My suite u-ck767 keeps failing near the end of the coupled task for 19071101T0000Z with error in cylc-run/u-ck767/log/job/19071101T0000Z/coupled/04/job.err:
I’ve checked SAFE and do have enough memory on the /work/ and /home/ filesystems and my other suites are running fine, so I don’t understand what the problem is. Can you help?
Switching on extra diagnostic messages gives an error (I think because the diagnostic messages are too long) in coupled task /work/n02/n02/radiam24/cylc-run/u-ck767/log/job/19071101T0000Z/coupled/05/job.err
lib-4211 : UNRECOVERABLE library error
A WRITE operation tried to write a record that was too long.
Encountered during a sequential formatted WRITE to an internal file (character variable)

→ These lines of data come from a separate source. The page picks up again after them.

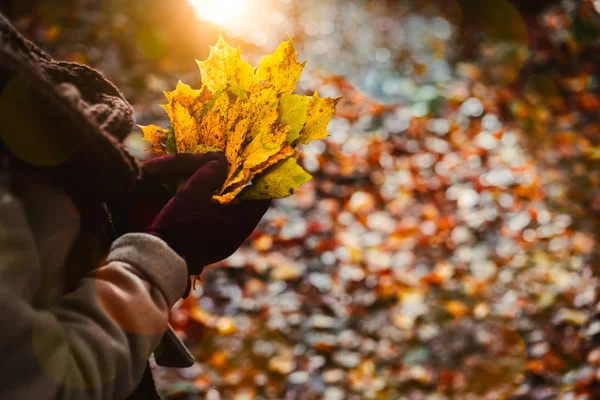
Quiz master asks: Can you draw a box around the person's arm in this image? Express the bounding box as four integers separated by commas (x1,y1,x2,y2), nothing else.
0,175,187,400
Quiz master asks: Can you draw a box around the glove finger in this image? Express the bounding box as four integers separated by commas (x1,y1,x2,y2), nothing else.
141,152,225,184
183,156,228,197
128,196,166,232
242,199,271,223
225,199,271,235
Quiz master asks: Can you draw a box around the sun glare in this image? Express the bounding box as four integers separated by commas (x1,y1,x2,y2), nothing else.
188,0,249,28
187,0,290,50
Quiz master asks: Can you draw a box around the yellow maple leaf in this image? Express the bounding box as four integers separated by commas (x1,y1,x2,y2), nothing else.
196,34,255,92
142,36,338,203
255,39,305,94
297,92,340,145
139,124,168,155
242,122,289,170
278,93,310,144
218,144,295,201
240,158,312,200
222,99,280,188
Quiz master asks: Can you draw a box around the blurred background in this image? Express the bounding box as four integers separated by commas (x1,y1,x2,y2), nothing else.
3,0,600,398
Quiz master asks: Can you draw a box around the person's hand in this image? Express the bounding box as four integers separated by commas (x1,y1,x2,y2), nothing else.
126,152,226,234
145,152,270,275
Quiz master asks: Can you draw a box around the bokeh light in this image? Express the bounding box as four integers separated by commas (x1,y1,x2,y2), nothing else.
135,25,169,59
187,0,289,50
188,0,249,28
0,75,78,167
9,0,600,398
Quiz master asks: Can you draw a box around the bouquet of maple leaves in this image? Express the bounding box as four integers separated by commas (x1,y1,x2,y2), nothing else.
141,36,338,203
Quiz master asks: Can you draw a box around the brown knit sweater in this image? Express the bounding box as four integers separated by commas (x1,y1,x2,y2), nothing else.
0,12,140,204
0,12,192,399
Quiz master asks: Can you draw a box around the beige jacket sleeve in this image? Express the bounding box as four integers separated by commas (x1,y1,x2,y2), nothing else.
0,179,188,399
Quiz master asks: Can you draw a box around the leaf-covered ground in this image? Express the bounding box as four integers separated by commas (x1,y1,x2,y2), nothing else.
19,0,600,398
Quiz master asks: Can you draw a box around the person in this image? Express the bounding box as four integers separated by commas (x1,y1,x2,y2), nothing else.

I can also try re-running with a different diagnostic setting (e.g. normal or operational)? Or is there an easy way to fix this?

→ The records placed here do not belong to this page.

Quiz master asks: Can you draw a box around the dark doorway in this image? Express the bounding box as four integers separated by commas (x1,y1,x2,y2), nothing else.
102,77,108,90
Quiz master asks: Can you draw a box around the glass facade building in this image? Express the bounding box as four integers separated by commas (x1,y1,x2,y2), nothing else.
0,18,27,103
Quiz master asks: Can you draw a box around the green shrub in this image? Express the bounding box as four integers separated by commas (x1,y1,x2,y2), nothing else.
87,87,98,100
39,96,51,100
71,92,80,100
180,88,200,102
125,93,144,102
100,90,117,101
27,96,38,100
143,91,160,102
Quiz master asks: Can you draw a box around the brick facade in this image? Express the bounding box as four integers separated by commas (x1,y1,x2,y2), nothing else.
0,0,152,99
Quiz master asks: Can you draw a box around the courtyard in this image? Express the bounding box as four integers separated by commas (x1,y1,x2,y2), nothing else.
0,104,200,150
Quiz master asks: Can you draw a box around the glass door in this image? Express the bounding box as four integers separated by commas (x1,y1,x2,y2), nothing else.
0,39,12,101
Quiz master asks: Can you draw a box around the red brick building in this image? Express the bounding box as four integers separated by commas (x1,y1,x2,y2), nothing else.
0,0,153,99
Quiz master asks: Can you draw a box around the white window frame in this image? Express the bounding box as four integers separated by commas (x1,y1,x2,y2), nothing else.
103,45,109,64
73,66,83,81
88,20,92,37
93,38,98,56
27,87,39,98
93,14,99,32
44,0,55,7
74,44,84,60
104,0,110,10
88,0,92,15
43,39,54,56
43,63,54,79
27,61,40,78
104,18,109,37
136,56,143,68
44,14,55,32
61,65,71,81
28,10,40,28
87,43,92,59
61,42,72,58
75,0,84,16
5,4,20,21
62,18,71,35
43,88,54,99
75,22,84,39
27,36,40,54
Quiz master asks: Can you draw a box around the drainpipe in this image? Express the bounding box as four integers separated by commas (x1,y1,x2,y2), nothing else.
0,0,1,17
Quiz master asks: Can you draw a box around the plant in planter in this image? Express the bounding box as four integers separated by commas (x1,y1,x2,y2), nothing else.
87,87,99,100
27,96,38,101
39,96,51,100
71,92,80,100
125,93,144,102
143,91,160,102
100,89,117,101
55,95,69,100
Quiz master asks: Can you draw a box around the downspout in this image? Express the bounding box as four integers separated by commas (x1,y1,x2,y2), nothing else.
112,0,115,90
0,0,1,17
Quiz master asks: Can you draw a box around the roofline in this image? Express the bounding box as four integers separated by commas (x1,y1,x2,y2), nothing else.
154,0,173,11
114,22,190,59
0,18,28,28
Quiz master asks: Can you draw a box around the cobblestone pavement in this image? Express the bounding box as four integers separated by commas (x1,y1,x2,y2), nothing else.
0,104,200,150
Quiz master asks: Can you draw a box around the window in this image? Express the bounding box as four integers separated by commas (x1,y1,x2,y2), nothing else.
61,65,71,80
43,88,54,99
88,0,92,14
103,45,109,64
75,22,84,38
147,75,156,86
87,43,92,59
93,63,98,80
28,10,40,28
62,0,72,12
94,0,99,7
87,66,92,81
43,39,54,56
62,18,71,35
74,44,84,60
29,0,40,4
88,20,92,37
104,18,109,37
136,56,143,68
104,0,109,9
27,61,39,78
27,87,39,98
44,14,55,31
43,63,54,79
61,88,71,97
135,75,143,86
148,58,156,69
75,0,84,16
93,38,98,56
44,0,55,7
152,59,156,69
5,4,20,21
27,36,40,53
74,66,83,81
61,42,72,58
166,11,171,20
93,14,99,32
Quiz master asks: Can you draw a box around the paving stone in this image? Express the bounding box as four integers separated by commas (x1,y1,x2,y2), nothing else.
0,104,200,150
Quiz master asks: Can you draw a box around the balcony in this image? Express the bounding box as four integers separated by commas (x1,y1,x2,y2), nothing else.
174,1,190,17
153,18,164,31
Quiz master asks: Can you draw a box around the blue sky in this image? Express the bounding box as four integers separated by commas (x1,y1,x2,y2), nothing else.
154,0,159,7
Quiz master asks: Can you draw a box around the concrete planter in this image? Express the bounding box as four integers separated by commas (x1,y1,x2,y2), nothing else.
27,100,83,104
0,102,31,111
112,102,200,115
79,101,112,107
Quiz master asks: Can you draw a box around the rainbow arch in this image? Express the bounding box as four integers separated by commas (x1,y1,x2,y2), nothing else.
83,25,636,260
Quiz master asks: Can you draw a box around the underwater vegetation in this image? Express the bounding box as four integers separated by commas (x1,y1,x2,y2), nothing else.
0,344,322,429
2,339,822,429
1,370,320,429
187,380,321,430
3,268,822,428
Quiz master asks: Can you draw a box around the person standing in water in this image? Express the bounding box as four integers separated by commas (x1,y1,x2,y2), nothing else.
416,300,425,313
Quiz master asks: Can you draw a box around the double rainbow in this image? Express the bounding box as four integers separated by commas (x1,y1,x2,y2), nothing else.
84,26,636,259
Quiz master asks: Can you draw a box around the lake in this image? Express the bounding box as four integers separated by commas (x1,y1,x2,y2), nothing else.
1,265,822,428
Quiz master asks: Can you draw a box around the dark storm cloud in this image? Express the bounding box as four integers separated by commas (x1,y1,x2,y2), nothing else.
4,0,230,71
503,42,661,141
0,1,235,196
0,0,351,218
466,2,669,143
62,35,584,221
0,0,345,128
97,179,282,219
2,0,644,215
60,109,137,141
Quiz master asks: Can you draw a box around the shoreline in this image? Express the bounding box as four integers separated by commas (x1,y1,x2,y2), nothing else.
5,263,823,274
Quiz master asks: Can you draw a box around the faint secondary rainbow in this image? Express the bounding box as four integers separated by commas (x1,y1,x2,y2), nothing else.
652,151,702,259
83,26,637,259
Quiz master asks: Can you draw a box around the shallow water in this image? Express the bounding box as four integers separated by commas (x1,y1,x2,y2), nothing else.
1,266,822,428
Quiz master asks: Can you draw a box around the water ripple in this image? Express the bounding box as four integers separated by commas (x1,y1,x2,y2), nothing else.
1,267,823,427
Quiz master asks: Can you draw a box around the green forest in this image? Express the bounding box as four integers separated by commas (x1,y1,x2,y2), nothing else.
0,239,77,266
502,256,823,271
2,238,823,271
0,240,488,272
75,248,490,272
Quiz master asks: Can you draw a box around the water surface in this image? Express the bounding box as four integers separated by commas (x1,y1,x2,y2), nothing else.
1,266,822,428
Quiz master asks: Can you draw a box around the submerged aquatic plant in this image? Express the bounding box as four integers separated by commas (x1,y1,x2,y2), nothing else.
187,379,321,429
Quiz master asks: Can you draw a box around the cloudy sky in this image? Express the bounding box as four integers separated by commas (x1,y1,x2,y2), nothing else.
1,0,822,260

The last lines of are /home/n02/n02/radiam24/cylc-run/u-ck767/work/19071101*/coupled/pe_output/*.pe000 are:
TEMP CORRECTION OVER A DAY = -0.40118E-02 K
TEMPERATURE CORRECTION RATE = -0.46432E-07 K/S
FLUX CORRECTION (ATM) = -0.33520E+00 W/M2
IOS_init_md: Wating for buffer 13
Info: Stall getting protocol queue slot at 2244.684 of 0.000
IOS_init_md: Wating for buffer 11
Info: Stall getting protocol queue slot at 2244.691 of 0.000
IOS_init_md: Wating for buffer 3
Info: Stall getting protocol queue slot at 2244.706 of 0.000
IOS_init_md: Wating for buffer 2
Info: Stall getting protocol queue slot at 2244.712 of 0.000
IOS_init_md: Wating for buffer 39
Info: Stall getting protocol queue slot at 2244.733 of 0.000
IOS_init_md: Wating for buffer 3
Info: Stall getting protocol queue slot at 2244.777 of 0.000
IOS_init_md: Wating for buffer 35
Info: Stall getting protocol queue slot at 2244.797 of 0.000
The last lines of /home/n02/n02/radiam24/cylc-run/u-ck767/work/19071101*/coupled/pe_output/*.pe011:
[1] UMPRINTOPENSTREAM: Opening unit 6 on file pe_output/ck767.fort6.pe011
[1]
[1] ???
[1] ???!!!???!!!???!!!???!!!???!!! ERROR ???!!!???!!!???!!!???!!!???!!!
[1] ? Error code: 22
[1] ? Error from routine: io:buffin
[1] ? Error message: Error in buffin errorCode= 0.00 len=26112/28160
[1] ? Error from processor: 0
[1] ? Error number: 0
[1] ???
Thanks - u-cl809 uses the same forcing data/ancils/restart files etc and finished running at 19650101. For u-ck767 - I think whichever file was causing the problem isn’t one with data I need, because when I set coupled task 19071101T0000Z to succeeded, the following postproc_atmos task ran fine and archived the files I need successfully. However, the model then failed at 19071201T0000Z coupled task, I think because cylc-run/u-ck767/share/data/History_Data/*xhist still points to CHECKPOINT_DUMP_IM = ‘/work/n02/n02/radiam24/cylc-run/u-ck767/share/data/History_Data/ck767a.da19071121_00’.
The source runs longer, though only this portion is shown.